Jim had a cigar ashtray right to the lefthand side of the front door, sitting on top of the grill. “Not a mark on it,” she said. “But I wouldn’t dare crawl down in that hole, and I’m gonna bet there’s nothing left. I mean, just look at these massive I-beams—it just bent them like straws.”

Becky stops and thinks about the things that are now missing in that wreckage.

“All my canning stuff, my address book, my recipe book, where I kept my salsa recipe, the chow chow recipe that Lois Wright gave me, and she’s gone.”

The saddest loss, though, Becky said, is just the simple security “of walking in, putting my purse on the counter where it goes… or going into the kitchen to get my favorite knife out.”

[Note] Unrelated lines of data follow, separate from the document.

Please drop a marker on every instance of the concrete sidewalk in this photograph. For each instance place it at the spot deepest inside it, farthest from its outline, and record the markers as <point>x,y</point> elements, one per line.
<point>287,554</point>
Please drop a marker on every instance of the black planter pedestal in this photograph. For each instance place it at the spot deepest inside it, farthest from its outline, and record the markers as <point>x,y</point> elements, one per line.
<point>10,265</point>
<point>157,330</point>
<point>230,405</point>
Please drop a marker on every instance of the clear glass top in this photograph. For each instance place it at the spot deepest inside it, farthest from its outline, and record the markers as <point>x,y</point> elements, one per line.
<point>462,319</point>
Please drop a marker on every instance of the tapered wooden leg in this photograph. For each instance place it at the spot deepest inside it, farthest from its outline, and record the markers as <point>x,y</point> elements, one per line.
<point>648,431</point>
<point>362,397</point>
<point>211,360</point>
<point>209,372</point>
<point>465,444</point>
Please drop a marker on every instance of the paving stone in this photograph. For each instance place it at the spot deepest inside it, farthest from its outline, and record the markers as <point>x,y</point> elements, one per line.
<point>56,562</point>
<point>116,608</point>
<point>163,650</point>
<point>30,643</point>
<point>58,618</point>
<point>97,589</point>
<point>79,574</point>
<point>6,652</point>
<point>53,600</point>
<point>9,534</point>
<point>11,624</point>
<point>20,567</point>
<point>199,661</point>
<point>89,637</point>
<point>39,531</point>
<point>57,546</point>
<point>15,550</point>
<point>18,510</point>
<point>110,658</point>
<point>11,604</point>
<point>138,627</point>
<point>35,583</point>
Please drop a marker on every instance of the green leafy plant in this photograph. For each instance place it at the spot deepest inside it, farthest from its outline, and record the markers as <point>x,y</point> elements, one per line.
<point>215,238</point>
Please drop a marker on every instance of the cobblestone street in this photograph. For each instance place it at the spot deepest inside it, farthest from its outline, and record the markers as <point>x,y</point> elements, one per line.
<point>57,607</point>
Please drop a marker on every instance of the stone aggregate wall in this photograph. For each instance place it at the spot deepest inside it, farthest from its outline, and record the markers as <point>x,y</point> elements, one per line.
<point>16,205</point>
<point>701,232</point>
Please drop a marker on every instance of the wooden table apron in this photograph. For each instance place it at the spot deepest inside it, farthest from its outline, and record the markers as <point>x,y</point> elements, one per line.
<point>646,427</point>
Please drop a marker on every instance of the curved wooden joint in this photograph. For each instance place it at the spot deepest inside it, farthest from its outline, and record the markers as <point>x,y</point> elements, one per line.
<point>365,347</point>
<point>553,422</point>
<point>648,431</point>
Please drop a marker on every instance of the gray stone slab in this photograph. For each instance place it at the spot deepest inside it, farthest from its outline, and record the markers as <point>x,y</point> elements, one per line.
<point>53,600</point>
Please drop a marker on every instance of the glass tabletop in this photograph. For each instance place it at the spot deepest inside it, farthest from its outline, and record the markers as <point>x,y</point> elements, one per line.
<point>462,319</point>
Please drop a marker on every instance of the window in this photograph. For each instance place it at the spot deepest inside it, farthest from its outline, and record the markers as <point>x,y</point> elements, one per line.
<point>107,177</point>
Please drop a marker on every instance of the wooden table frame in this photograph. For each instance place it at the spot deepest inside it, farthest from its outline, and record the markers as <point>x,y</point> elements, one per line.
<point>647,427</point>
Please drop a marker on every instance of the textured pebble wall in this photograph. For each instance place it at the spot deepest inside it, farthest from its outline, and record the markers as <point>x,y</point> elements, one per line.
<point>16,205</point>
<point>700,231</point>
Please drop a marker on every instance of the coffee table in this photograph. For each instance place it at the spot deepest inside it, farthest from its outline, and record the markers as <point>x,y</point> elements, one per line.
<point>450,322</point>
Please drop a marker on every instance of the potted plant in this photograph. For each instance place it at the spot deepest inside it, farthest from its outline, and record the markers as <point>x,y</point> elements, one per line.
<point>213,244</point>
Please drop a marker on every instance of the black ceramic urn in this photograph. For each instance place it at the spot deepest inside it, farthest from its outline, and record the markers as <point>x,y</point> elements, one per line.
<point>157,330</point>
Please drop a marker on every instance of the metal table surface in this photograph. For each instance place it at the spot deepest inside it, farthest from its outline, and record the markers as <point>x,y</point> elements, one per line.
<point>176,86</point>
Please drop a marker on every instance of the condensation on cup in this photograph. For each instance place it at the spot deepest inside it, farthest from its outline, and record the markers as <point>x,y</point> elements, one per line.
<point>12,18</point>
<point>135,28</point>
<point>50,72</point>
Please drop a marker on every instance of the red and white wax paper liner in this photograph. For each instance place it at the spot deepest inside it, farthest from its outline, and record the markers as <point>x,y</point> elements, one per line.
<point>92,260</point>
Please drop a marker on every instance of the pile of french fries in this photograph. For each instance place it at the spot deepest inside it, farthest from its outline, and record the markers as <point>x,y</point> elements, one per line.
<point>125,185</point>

Choking back tears, she calls it the security of normalcy. “I can’t pinpoint any one thing,” she said. “I thank God no one was hurt. I thank God no one was in there. But I’m the type of person that, I need to just flow.”

“You know, you can throw me a little something once in a while, but I need the routine,” she said. “That’s what I miss. You know, where do I set this when it had a place to sit in that house?”

“I could sit here and close my eyes, and I could go through every single room and tell you what was in every drawer, what was in every cabinet, what was sitting on the counter, all the way around, you know? A box of Kleenex, my food dehydrator. Jim had a coyote call machine sitting there on the counter.”

A barn out in front of the house was spared, but another one up close to the highway was gutted. “The tin is still standing there,” Becky said. “Jim and Bo built that, and they screwed so many screws in there, I guess that’s why it’s still there. A good hard wind, and it will collapse.”

The Blacks managed to move their horses to a pasture near Miami, and the cows were in a pasture on the back side that wasn’t burned. “There’s about 40 acres, and Jim’s been feeding them hay every day, Becky said. “If we could just get some rain and get into green grass, we would be OK.”